Nucala is the first-in-class monoclonal antibody to target Interleukin 5 (IL-5). It was first approved in 2015 for severe asthma with an eosinophilic phenotype in the US.
China’s NMPA approved the antibody as an add-on maintenance treatment for severe eosinophilic asthma in adults and adolescents aged 12 years and more.
GSK R&D respiratory and immunology senior vice president and global head Kaivan Khavandi said: “We are delighted with this approval, supported by evidence in a Chinese population.
“Millions of people in China with severe eosinophilic asthma can now potentially benefit from the advance in management that Nucala could offer – a testament to GSK’s ongoing commitment to redefine respiratory disease management globally.”
The approval was based on positive data from a separate Phase 3 trial among Chinese patients.
The study’s findings support previous research on mepolizumab in patients with severe asthma.
GSK said that there were no newly identified safety concerns that were unique to Chinese patients, and adverse events were in line with the established safety profile for Nucala.

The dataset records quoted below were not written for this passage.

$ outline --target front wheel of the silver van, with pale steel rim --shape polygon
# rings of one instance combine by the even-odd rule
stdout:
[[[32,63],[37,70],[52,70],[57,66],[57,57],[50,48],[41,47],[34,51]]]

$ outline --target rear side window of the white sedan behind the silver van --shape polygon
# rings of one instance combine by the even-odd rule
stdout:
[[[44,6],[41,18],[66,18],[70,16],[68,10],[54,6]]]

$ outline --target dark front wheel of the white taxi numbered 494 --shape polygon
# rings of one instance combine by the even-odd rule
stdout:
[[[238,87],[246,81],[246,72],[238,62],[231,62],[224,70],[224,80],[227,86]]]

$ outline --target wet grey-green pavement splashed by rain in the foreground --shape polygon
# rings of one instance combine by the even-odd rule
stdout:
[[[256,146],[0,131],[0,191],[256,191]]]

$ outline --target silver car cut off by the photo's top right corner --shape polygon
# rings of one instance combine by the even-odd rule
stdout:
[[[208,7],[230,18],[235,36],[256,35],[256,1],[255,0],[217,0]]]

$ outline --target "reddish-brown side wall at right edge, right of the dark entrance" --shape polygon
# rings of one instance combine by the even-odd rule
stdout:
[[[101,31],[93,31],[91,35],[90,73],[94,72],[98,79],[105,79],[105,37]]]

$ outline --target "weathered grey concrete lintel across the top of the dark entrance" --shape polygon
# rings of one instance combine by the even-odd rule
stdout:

The 52-week late-stage study assessed the effect of mepolizumab against a placebo, as an add-on therapy. The trial, primary endpoint was a reduction in the annual rate of clinically significant exacerbations (CSE).
According to the results, the patients who were administered Nucala compared to those who received placebo experienced 65% fewer CSEs.
They also had a 70% reduction in the frequency of CSE per year requiring hospitalisation.
Additionally, the findings showed a significantly increased period before patients felt the first CSE requiring hospitalisation.
The approval represents the second indication in China. It was approved in 2021 for use in adults with eosinophilic granulomatosis with polyangiitis (EGPA).
In September last year, GSK secured the Japanese Ministry of Health, Labour, and Welfare (MHLW) approval for its supplementary new drug application (sJNDA) for Nucala to treat chronic rhinosinusitis with nasal polyps (CRSwNP).